The combination and mixing ratios of claudin species determines the barrier properties of TJ strands [41], and the alteration of a single type of claudin can significantly alter the permeability and transepithelial electrical resistance of a tissue [30,32]. Therefore, the decrease in claudin-4 expression in placentae from ZIKV-infected woman may have a big impact in the paracellular transit through the STB, particularly since this claudin functions as a cation barrier [30,32] or an anion pore [31]. Accordingly, a significant decrease in permeability and an increase in TER have been observed in MDCK cells after claudin-4 transfection [30,32].
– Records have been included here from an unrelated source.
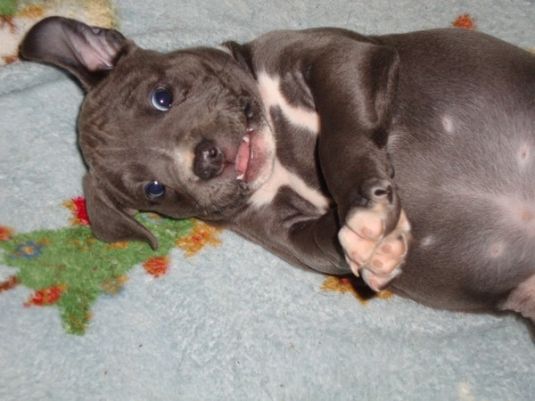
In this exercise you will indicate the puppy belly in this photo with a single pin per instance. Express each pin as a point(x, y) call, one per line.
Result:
point(470, 197)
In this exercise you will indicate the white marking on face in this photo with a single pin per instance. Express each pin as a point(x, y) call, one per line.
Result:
point(270, 91)
point(427, 241)
point(283, 177)
point(184, 159)
point(447, 124)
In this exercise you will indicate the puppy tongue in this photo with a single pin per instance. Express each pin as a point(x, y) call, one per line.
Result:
point(242, 158)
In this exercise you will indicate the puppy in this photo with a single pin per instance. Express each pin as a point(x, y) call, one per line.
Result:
point(322, 145)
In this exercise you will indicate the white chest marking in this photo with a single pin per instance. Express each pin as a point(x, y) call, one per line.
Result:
point(272, 96)
point(282, 177)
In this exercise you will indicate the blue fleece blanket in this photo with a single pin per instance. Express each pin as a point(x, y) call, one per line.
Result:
point(233, 322)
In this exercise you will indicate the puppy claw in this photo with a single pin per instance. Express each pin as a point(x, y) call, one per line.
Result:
point(378, 259)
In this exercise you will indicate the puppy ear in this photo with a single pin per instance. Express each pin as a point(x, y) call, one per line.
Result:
point(86, 52)
point(109, 222)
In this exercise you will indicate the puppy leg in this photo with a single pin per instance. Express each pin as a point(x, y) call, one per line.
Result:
point(377, 257)
point(354, 87)
point(522, 299)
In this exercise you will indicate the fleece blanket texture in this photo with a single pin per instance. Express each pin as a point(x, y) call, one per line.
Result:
point(231, 321)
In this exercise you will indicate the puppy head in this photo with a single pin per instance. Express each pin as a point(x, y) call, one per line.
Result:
point(181, 134)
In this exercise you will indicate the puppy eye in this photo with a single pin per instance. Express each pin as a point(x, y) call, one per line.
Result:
point(154, 190)
point(162, 99)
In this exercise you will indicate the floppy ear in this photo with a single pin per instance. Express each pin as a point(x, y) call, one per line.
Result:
point(109, 222)
point(86, 52)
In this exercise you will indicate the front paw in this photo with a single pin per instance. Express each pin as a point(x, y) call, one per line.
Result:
point(375, 238)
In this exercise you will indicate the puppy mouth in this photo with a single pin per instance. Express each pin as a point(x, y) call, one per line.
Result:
point(250, 157)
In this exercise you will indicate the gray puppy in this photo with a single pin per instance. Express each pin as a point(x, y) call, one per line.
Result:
point(293, 140)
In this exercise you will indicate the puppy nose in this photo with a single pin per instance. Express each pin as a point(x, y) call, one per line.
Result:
point(209, 160)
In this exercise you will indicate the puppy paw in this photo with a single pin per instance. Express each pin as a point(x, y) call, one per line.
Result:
point(372, 248)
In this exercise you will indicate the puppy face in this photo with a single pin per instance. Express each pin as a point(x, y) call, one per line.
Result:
point(182, 134)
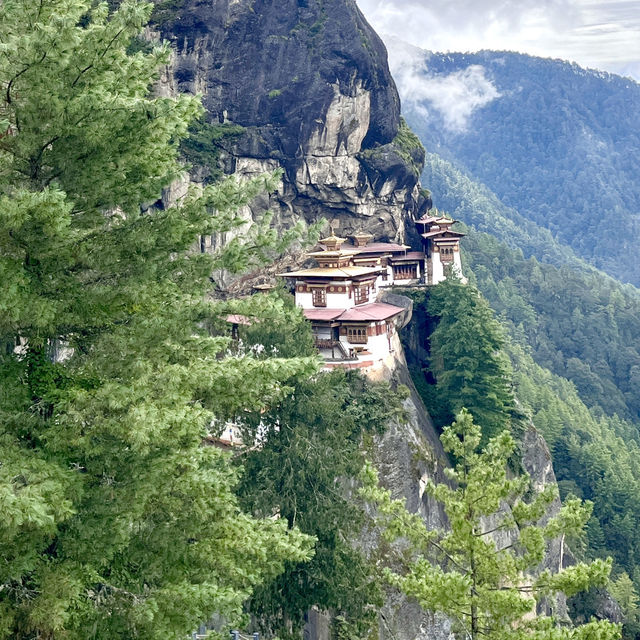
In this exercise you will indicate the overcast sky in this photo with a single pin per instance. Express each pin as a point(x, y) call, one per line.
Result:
point(603, 34)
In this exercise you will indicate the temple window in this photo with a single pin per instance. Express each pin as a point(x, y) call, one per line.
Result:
point(319, 297)
point(361, 294)
point(357, 335)
point(405, 272)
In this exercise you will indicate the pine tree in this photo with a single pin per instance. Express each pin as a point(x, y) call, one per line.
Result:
point(117, 522)
point(467, 360)
point(489, 590)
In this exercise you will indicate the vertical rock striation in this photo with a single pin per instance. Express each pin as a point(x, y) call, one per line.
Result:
point(308, 83)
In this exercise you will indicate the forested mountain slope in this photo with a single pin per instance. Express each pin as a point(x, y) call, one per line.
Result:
point(558, 143)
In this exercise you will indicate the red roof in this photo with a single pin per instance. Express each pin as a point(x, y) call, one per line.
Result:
point(322, 314)
point(377, 247)
point(411, 255)
point(235, 318)
point(442, 232)
point(369, 312)
point(431, 219)
point(361, 313)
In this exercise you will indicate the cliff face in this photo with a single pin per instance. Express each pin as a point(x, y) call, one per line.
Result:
point(308, 83)
point(306, 87)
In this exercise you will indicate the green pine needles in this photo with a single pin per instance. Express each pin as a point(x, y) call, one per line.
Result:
point(117, 522)
point(483, 569)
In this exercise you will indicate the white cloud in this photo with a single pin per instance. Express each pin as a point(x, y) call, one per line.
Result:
point(455, 96)
point(604, 34)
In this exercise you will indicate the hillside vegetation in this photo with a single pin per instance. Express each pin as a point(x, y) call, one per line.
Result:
point(559, 144)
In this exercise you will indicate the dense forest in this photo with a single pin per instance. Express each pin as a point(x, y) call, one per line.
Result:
point(558, 143)
point(537, 175)
point(121, 365)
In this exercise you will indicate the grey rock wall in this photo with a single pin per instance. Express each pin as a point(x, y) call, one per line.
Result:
point(309, 83)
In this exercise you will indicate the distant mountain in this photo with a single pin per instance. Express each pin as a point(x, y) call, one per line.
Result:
point(558, 143)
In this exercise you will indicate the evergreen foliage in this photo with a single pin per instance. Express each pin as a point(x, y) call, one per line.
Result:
point(117, 522)
point(466, 357)
point(310, 454)
point(580, 325)
point(488, 588)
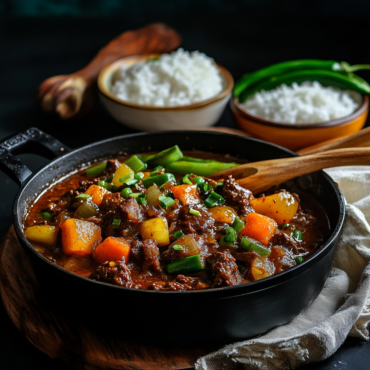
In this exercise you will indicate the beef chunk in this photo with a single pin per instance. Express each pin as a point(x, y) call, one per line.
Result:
point(114, 273)
point(85, 184)
point(223, 269)
point(150, 255)
point(236, 196)
point(246, 257)
point(192, 224)
point(190, 282)
point(110, 202)
point(152, 211)
point(109, 209)
point(280, 238)
point(180, 283)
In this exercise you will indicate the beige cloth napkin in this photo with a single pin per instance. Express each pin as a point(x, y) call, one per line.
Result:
point(342, 308)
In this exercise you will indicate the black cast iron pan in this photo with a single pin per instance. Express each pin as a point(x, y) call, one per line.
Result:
point(215, 315)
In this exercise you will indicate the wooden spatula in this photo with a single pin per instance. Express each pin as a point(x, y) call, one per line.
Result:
point(261, 176)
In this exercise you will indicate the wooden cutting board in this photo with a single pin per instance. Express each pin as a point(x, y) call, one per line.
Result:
point(61, 338)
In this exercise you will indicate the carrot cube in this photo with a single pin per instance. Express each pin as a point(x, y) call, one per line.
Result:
point(259, 227)
point(112, 249)
point(79, 237)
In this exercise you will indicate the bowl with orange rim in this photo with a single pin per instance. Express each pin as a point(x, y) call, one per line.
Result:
point(296, 137)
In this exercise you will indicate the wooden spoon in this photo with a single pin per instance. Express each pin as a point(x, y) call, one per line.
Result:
point(261, 176)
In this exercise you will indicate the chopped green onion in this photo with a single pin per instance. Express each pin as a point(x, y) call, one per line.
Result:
point(159, 180)
point(230, 235)
point(97, 170)
point(238, 225)
point(214, 199)
point(299, 259)
point(131, 182)
point(255, 246)
point(166, 202)
point(297, 235)
point(135, 195)
point(83, 196)
point(199, 168)
point(285, 226)
point(199, 180)
point(156, 170)
point(139, 176)
point(123, 178)
point(165, 157)
point(116, 222)
point(178, 234)
point(135, 163)
point(126, 192)
point(46, 215)
point(194, 212)
point(141, 199)
point(188, 264)
point(86, 209)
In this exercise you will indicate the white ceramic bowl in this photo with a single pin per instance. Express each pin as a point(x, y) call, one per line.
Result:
point(149, 118)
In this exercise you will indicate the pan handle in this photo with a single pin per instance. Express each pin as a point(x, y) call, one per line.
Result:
point(31, 140)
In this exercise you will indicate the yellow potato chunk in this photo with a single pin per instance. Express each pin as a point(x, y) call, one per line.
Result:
point(157, 229)
point(124, 173)
point(223, 214)
point(44, 234)
point(79, 236)
point(97, 193)
point(261, 267)
point(281, 207)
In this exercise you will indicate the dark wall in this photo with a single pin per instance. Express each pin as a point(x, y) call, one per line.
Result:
point(167, 7)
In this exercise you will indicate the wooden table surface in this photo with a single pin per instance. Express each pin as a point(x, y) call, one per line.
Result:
point(34, 49)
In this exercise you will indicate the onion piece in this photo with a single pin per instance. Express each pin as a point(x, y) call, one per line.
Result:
point(152, 195)
point(86, 209)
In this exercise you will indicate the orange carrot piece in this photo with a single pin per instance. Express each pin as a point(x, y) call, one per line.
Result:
point(112, 249)
point(79, 237)
point(97, 193)
point(187, 194)
point(259, 227)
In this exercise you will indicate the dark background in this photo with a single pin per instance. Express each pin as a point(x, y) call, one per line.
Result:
point(40, 38)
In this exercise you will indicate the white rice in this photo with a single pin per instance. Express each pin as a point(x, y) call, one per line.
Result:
point(302, 104)
point(176, 79)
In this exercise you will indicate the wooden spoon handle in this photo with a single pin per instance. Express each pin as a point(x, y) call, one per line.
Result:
point(67, 95)
point(357, 140)
point(261, 176)
point(226, 130)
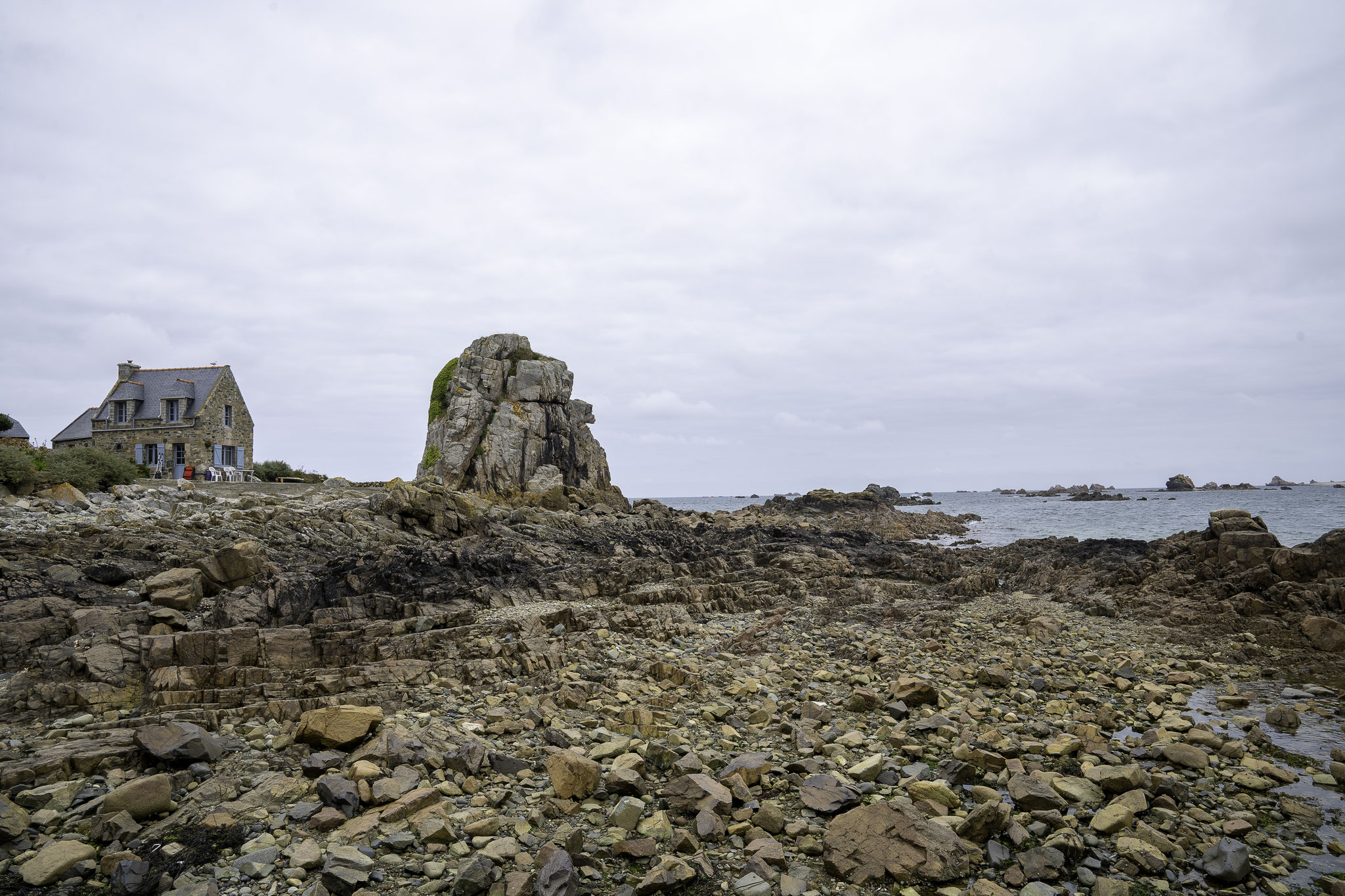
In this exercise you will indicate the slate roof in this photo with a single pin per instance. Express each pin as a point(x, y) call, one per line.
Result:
point(78, 429)
point(15, 431)
point(151, 386)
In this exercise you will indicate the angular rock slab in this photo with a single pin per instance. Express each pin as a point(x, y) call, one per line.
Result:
point(881, 840)
point(826, 794)
point(337, 727)
point(179, 742)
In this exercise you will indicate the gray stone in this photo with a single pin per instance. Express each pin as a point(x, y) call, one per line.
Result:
point(179, 742)
point(143, 797)
point(1227, 861)
point(557, 878)
point(54, 860)
point(503, 414)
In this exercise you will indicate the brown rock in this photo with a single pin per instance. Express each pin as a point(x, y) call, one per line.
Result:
point(915, 691)
point(1324, 633)
point(640, 848)
point(697, 793)
point(337, 727)
point(143, 797)
point(881, 840)
point(572, 774)
point(1187, 757)
point(328, 819)
point(178, 589)
point(670, 874)
point(1032, 793)
point(826, 794)
point(748, 766)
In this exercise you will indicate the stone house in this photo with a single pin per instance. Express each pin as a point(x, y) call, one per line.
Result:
point(15, 435)
point(170, 418)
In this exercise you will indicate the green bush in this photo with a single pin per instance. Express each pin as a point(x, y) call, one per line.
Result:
point(16, 467)
point(89, 469)
point(439, 391)
point(272, 471)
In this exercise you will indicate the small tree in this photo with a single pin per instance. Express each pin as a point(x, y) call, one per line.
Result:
point(16, 467)
point(272, 471)
point(89, 469)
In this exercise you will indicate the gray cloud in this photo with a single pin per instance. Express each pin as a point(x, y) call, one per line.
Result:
point(959, 246)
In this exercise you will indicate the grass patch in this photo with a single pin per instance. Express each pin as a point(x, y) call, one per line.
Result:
point(439, 391)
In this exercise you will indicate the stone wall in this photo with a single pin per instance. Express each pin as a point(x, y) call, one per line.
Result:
point(200, 435)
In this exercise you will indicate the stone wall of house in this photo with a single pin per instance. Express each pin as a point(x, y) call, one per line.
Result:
point(206, 430)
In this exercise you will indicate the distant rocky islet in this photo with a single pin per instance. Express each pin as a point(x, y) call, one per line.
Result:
point(503, 677)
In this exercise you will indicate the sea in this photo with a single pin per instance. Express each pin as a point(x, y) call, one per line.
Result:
point(1300, 515)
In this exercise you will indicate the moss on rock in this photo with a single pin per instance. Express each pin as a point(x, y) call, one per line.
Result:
point(437, 406)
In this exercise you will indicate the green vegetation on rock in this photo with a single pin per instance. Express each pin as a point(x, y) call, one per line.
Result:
point(437, 393)
point(16, 467)
point(272, 471)
point(89, 469)
point(276, 471)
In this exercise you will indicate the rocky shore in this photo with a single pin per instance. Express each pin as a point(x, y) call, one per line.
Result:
point(422, 688)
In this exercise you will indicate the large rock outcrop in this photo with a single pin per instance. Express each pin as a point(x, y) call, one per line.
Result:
point(502, 421)
point(1181, 482)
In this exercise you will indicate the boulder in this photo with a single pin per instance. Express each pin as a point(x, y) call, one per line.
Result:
point(891, 839)
point(65, 494)
point(669, 875)
point(572, 774)
point(1324, 633)
point(558, 876)
point(1227, 861)
point(500, 414)
point(826, 794)
point(143, 797)
point(1033, 793)
point(108, 572)
point(697, 793)
point(14, 820)
point(179, 742)
point(54, 860)
point(1282, 715)
point(337, 727)
point(340, 793)
point(1187, 757)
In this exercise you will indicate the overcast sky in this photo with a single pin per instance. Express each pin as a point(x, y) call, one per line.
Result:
point(782, 246)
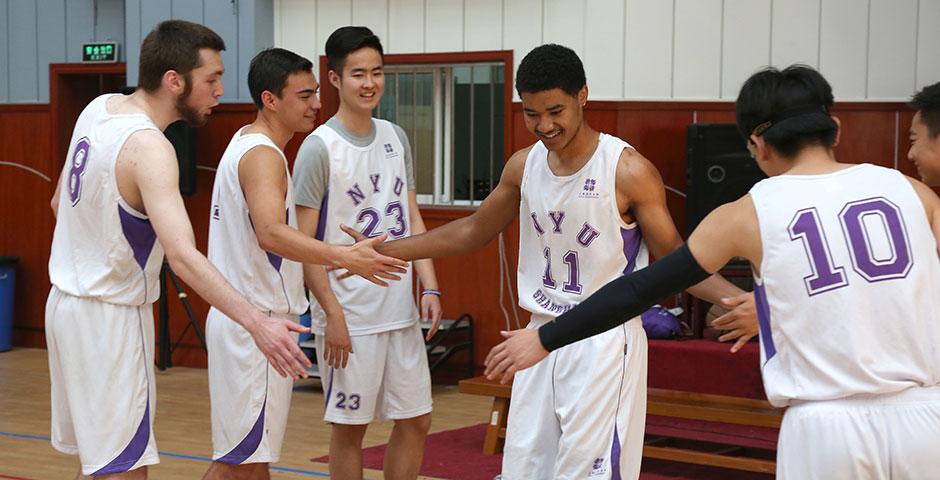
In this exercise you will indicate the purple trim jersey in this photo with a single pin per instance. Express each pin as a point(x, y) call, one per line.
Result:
point(846, 290)
point(270, 282)
point(573, 239)
point(102, 248)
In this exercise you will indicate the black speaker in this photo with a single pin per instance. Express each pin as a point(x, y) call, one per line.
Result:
point(183, 138)
point(719, 169)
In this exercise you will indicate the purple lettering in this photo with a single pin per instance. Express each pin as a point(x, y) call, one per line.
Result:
point(557, 218)
point(356, 194)
point(587, 235)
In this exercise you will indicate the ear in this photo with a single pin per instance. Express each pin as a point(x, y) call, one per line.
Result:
point(760, 147)
point(269, 100)
point(839, 131)
point(173, 82)
point(335, 79)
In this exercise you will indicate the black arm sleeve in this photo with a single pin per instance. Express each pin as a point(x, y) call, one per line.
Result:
point(624, 298)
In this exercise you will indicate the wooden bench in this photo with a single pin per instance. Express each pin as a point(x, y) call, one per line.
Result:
point(666, 403)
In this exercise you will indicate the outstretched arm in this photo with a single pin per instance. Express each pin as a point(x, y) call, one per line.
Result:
point(263, 180)
point(640, 185)
point(150, 162)
point(472, 232)
point(728, 231)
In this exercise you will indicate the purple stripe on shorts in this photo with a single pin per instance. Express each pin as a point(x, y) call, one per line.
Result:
point(615, 456)
point(134, 450)
point(321, 222)
point(763, 321)
point(632, 239)
point(139, 234)
point(329, 388)
point(249, 444)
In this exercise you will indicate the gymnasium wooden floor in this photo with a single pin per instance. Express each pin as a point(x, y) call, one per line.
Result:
point(182, 424)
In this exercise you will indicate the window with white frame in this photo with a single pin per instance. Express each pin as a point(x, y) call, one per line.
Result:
point(453, 116)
Claudin-4 in the renal collecting duct interacts with claudin-8, and their association is required to form a paracellular chloride channel [31]. Therefore, it may be important in the future to determine whether claudin-8 is expressed together with claudin-4 in the STB layer in human placentae, and whether its expression is altered in ZIKV-infected placentae.
Claudin-4 is a critical claudin for the establishment of a permeability barrier to protect the developing embryo. When the blastocyst enters the uterus, the process of implantation and placentation starts. The first contact is established between the blastocyst trophoectoderm and the uterine epithelium. Once the blastocyst attaches, the process of decidualization is triggered, involving the stromal epithelial transition in which uterine stromal cells differentiate into decidual cells surrounding the implanting blastocyst. In this event, the trophoectoderm acts as a stimulus for the creation of a TJ permeability barrier in stromal cells that protects the embryo from the passage of injurious maternal immunoglobulins [42,43]. In rat stromal cells of the uterus, we have observed that claudin-1 is present in all gestational days, and that ZO-1 appears until day 6, albeit at both implantation and non-implantation sites, while claudins -3 and -4 appear until gestational day 7 and only at implantation sites [44], reinforcing the view of claudin-4 as an important TJ proteins for embryonic development. Moreover, in rat uterus, by the time of implantation of the blastocyst at gestational day 6, when the network of TJ strands increases 3-fold in depth along the lateral plasma membrane and displays more branches and interconnections with neighboring strands [45,46], claudin-4 is detected for the first time at the basolateral membrane of uterine epithelial cells [44]. Similarly, in human endometrium, an increase in claudin-4 mRNA is found during the implantation window [47,48,49], thus suggesting a critical role of claudin-4 during implantation.
The role of claudin-4 in human placenta is highlighted by the observation that its expression increases in hydatidiform moles and in maternal diabetes [11]. In human placentae derived from assisted reproductive technology, claudin-4 mRNA diminishes, and this change is accompanied by an increase in claudin-8 mRNA [50]; while in mice placentae, claudin-4 augments as gestation advances from days 12 to 20 and after the administration of the estrogen receptor antagonist ICI 182,780 and the progesterone receptor antagonist RU-486 [36].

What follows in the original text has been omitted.